Charles ignored him, gulping in air and staring at his daughter. ‘I shouldn’t have said it. Any of it. None of it was true. He loves you and he always did. And you love him. I suppose that’s all that matters.’

Jago’s eyes rested on Katy and his firm mouth tightened ominously.

‘He said something to you?’ His voice was soft. ‘I should have guessed. What did he say to you, Katy? What was I supposed to have done?’

She licked dry lips, no longer caring that they had an audience. ‘Revenge.
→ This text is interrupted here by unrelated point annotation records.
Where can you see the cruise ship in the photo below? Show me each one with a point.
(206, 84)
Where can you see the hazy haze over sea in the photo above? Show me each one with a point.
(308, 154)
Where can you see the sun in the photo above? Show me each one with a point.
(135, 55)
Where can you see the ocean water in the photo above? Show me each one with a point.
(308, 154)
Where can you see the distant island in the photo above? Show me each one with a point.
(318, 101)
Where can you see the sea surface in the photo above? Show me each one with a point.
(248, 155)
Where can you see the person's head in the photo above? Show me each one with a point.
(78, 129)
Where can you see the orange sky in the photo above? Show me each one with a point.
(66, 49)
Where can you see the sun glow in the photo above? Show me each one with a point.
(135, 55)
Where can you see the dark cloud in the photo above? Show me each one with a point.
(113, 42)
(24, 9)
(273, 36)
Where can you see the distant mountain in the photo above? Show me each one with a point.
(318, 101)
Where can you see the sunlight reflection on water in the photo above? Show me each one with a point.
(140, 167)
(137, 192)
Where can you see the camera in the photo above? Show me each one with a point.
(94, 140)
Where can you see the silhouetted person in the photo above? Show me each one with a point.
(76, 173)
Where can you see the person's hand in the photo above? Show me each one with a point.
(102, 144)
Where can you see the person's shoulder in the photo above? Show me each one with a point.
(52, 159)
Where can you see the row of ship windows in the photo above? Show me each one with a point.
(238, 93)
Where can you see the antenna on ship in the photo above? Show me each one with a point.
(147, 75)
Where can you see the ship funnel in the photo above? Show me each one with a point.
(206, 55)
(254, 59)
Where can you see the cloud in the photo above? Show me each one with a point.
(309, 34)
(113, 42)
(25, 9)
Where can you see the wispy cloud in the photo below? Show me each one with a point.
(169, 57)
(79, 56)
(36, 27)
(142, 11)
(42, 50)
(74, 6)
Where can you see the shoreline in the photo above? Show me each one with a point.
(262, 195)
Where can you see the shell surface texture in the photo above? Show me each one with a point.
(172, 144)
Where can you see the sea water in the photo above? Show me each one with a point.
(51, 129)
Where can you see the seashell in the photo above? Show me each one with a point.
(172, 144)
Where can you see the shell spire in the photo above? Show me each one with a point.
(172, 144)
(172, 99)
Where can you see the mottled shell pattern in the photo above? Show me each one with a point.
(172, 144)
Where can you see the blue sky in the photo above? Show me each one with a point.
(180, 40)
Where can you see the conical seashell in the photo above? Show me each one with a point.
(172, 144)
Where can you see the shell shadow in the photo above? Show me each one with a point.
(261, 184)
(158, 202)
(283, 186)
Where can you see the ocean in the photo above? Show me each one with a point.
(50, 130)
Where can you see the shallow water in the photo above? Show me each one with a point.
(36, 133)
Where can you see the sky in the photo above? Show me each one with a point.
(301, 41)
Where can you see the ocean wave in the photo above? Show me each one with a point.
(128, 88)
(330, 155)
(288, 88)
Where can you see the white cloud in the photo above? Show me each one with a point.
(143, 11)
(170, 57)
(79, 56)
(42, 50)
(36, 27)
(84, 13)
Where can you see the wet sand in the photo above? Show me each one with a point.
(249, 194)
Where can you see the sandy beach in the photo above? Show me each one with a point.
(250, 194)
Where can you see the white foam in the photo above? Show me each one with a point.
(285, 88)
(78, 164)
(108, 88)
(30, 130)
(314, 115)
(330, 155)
He said that you only wanted to marry me because that would be the ultimate revenge.’

There was a long silence. ‘And you believed him?’

‘I couldn’t think of any other reason you’d be marrying me.’

Jago inhaled deeply. ‘Could you not?’

He looked at her thoughtfully, but before he could speak the cardiologist arrived with his team and the attention turned back to her father.

Katy stood next to her father, feeling totally numb as Jago talked quietly to his colleague, explaining the history and discussing the ECG trace while the rest of the team listened.

She was only half-aware of what was going on as they examined her father again and made arrangements to transfer him to Coronary Care.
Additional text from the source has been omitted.